El segundo relato del libro trata el poder de la adicción. Y cuando me refiero a adicción voy más allá del consumo de ciertas sustancias. Vuelvo (aunque este relato fue antes) a la idea de que una persona puede ser adicta a cualquier cosa que le haga sentir felicidad y serenidad, adicta a ciertas variaciones de sustancias químicas en su cuerpo.
En este caso, el protagonista es un hombre que sufre una extraña enfermedad que le hace tener infinidad de tics faciales, algo que siempre lo ha tenido acomplejado y que no tiene solución médica.

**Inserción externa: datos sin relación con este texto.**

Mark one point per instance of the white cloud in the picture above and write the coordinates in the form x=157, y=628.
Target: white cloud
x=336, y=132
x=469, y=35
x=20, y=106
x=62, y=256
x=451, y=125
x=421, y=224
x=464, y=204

Un día, de casualidad, descubre que antes de cometer un asesinato sus tics desaparecen, una sensación que dura poco aunque lo suficiente como para engancharse a la sensación de sentirse normal.
Os dejo un fragmento:
Con más sigilo
aún que antes, entró en el piso y cerró la puerta echando la cadena de
seguridad. En el salón había un televisor encendido con la voz quitada. Lo
enfureció aún más pensar que la vieja era capaz de pasarse media tarde viendo
la tele sin voz con tal de poder escuchar sus pisadas al bajar las escaleras.
Se asomó al
salón, dejando los zapatos en la entrada, y escuchó un canturreo ahogado e
intermitente que provenía de uno de los dormitorios. Conocía la distribución
del piso, pues era igual que el suyo, de modo que caminó despacio pero con
seguridad y se quedó parado bajo el marco de la puerta, viendo cómo la mujer
remetía bajo el colchón las sábanas de la cama.
—El demonio ha
venido por fin a por ti, vieja —le dijo, dándole un empujón y tirándola boca
arriba sobre el colchón.
Tics es la historia de un hombre normal como tú y como yo. Es la historia de nuestro amigo de la infancia, aquel con el que todos se metían. Un detonador con el que muchos tal vez hayamos jugado sin saber que podía estallar.